Libcamera's Semaphore Class, A Simple Counting Semaphore Implementation in C++

Before C++ 20 std::binary_semaphore or std::counting_semaphore, the C++ standard library does not provide a built-in semaphore implementation.
In this piece of note, I go over the implementation of a simple general-purpose counting semaphore found in libcamera, a C++ library for camera subsystems found on Linux devices.

The Copyright


    /* SPDX-License-Identifier: LGPL-2.1-or-later */
    /*
    * Copyright (C) 2019, Google Inc.
    *
    * General-purpose counting semaphore
    */

The code I analyze is licensed under the LGPL-2.1-or-later license, and the copyright belongs to Google Inc.

The Semaphore Class

A semaphore's function is to:
1) Keep track of the number of available resources.
2) Allow consumers to acquire resources, and block if there are not enough resources available.
3) Allow producers to release resources, and wake up any blocked consumers if there are enough resources available for them to acquire.

To achieve these, the class will need a counting variable, a mutex for synchronizing access, and signal mechanism for signaling other blocked threads.
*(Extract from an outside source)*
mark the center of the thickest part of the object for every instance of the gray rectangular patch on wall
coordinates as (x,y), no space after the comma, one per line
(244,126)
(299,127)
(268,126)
    Semaphore::Semaphore(unsigned int n)
    	: available_(n)
    {
    }

This is an empty constructor with initialization list for the shared resource count.


    /**
     * \brief Retrieve the number of available resources
     * \return The number of available resources
     */
    unsigned int Semaphore::available()
    {
    	MutexLocker locker(mutex_);
    	return available_;
    }

The shared resource count is susceptible to race conditions, so it is locked for synchronization.
The lock MutexLockerleverages the RAII pattern to automatically acquire the lock when the locker is created, and release the lock when the locker goes out of scope.


    /**
     * \brief Acquire \a n resources
     * \param[in] n The resource count
     *
     * This function attempts to acquire \a n resources. If \a n is higher than the
     * number of available resources, the call will block until enough resources
     * become available.
     */
    void Semaphore::acquire(unsigned int n)
    {
    	MutexLocker locker(mutex_);
    	cv_.wait(locker, [&]() LIBCAMERA_TSA_REQUIRES(mutex_) {
    		return available_ >= n;
    	});
    	available_ -= n;
    }

When a thread attempts to acquire resources, it waits on a conditional variable until the number of available resources is sufficient.
Here it makes use of a lambda function to define the condition for waiting.
When the lambda function returns false, the thread will block and wait for a notification.
cv.wait...
Otherwise it takes these resources by substrating the resource count by n and returns immediately.
The operation is atomic with the lock held, so it is thread-safe.


    /**
     * \brief Try to acquire \a n resources without blocking
     * \param[in] n The resource count
     *
     * This function attempts to acquire \a n resources. If \a n is higher than the
     * number of available resources, it returns false immediately without
     * acquiring any resource. Otherwise it acquires the resources and returns
     * true.
     *
     * \return True if the resources have been acquired, false otherwise
     */
    bool Semaphore::tryAcquire(unsigned int n)
    {
    	MutexLocker locker(mutex_);
    	if (available_ < n)
    		return false;
    
    	available_ -= n;
    	return true;
    }

Then there's the non-blocking version of acquire, which returns false immediately if there are not enough resources available, and returns true after acquiring the resources if there are enough resources available.
This has the advantages of: 1) Deadlock prevention. By allowing fallback paths in execution, the thread acquiring the resources can avoid getting into a deadlock by not blocking on the acquire call. 2) Predictive execution time. The thread execution time is bounded. In certain contexts such as interrupt handler where blocking is not allowed, this can be a useful alternative to the blocking acquire. 3) When the number of blocking threads is high, notify_all leads to context switch to all blocked threads to check wait condition. Therefore, the overhead lowers system performance.


    /**
     * \brief Release \a n resources
     * \param[in] n The resource count
     *
     * This function releases \a n resources, increasing the available resource
     * count by \a n. If the number of available resources becomes large enough for
     * any consumer blocked on an acquire() call, those consumers get woken up.
     */
    void Semaphore::release(unsigned int n)
    {
    	MutexLocker locker(mutex_);
    
    	available_ += n;
    	cv_.notify_all();
    }

The release method is a reverse process of acquire.

From Performance Perspective - There's No Mitigation Against Priority Inversion

The MutexLocker class is a light wait wrapper around std::mutex, and it does not implement priority inversion mitigation.
Similarly, the std::condition_variable also don't implement signaling based on priority.

In general, this is a fairly lightweight implementation of a counting semaphore, and it is sufficient for most use cases.
However, if a high-priority thread is waiting on the semaphore, and a low-priority thread holds the lock for the semaphore, the high-priority thread will be blocked until the low-priority thread releases the lock, which can lead to performance issues and even deadlocks in certain scenarios.